Electric car motorists are able to travel a mile on a penny’s worth of ‘fuel’ for the first time since the 1970s.
That’s according to EDF Energy, which has launched an EV-specific electricity tariff. It claims its GoElectric 35 rate is the lowest in Britain, with an off-peak charging rate of 4.5p per kwh – equivalent to 1.3p per mile for a typical EV.
This, the company says, means it is possible for British drivers to travel for a penny a mile for the first time since 1972. Back then, petrol cost 35p per gallon and the Ford Cortina was the country’s most popular car.

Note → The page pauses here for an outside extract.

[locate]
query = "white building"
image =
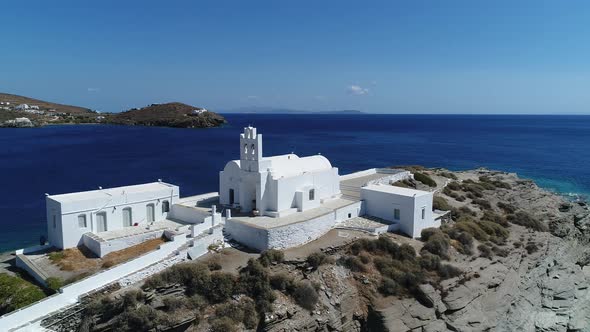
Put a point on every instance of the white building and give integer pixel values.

According to EDF, the average motorist estimates it would cost 34p to travel a mile in an EV. And 38 percent of the 2,000 people surveyed weren’t aware it’s cheaper to fully charge an electric car than to fill a petrol or diesel vehicle with fuel.
Cheaper travel by EV
EDF added that, on average, respondents said the average price of recharging stands at £25.80 – £20 more than the true cost using its EV-specific rate.
“As Britain’s biggest generator of zero carbon electricity, we’re committed to making it as easy as possible for motorists to make the switch to an EV,” said Philippe Commaret of EDF.
“Our GoElectric 35 tariff offers the cheapest off-peak rate in Britain, providing drivers with the cheapest travel costs seen in decades at just a penny a mile.”